Many people may be living life without a particular brain region – and not suffering any ill-effects.
In a new paper in Neuron, neuroscientists Tali Weiss and colleagues discuss five women who appear to completely lack olfactory bulbs (OB).
According to most neuroscience textbooks, no OB should mean no sense of smell, because the OB is believed to be a key relay point for olfactory signals. As Wikipedia puts it:
The olfactory bulb transmits smell information from the nose to the brain, and is thus necessary for a proper sense of smell.
Scent molecules activate olfactory receptors and signals travel up the olfactory nerves to the olfactory bulb, and then on to the rest of the brain via the olfactory tract. From Wikipedia.
However, remarkably, Weiss et al.’s five women seem to have entirely normal sense of smell despite lacking any visible OBs on brain MRI scans. On both subjective and objective measures of olfactory function, these women showed no abnormalities.
Weiss et al. came across two of the women serendipitously while carrying out MRI scans for an unrelated project. The other 3 were found among healthy controls in the Human Connectome Project MRI dataset.
Although Weiss et al. looked for men lacking OBs in the HCP dataset, they didn’t find any, suggesting that the condition might be more common in females. Most of the five women were left-handed, so left-handed women might be especially prone to being OB-free, although the sample size is small.
So what do these findings mean? The authors admit that their results are not easy to explain:
Humans can retain olfaction without apparent OBs, and we don’t know how they achieve this.
One potential explanation that Weiss et al. discuss is that humans may not rely on their OB in the same way as in other species such as rodents:
…coding mechanisms of human olfaction [might] differ from those in rodents, allowing for basic olfactory facets without OBs.
Yet the five women didn’t just possess a ‘basic’ sense of smell, but a fully functional one (as far as could be determined.)
Personally, the biggest question is this: where do the signals from the olfactory receptors in the nose go, if not to the OB? The easiest place for the nerve fibres to reach would be the frontal cortex, which normally sits just above the OBs. There is, indeed, evidence that a nose-to-cortex pathway can develop in rats with OB lesions. Unfortunately, there is no direct evidence of this in Weiss et al.’s paper and it might be too small to detect on MRI.

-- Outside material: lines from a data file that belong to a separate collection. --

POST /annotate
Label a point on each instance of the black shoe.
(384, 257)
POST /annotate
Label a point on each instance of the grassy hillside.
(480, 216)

If the frontal cortex is serving as a surrogate OB in the OB-less women, it would be striking proof of just how plastic the cortex is. The OB is a unique brain area with complex circuitry including structures which don’t exist in the cortex. It would be remarkable if the cortex could ’emulate’ the OB’s function, but this does appear to be the simplest explanation of these fascinating results.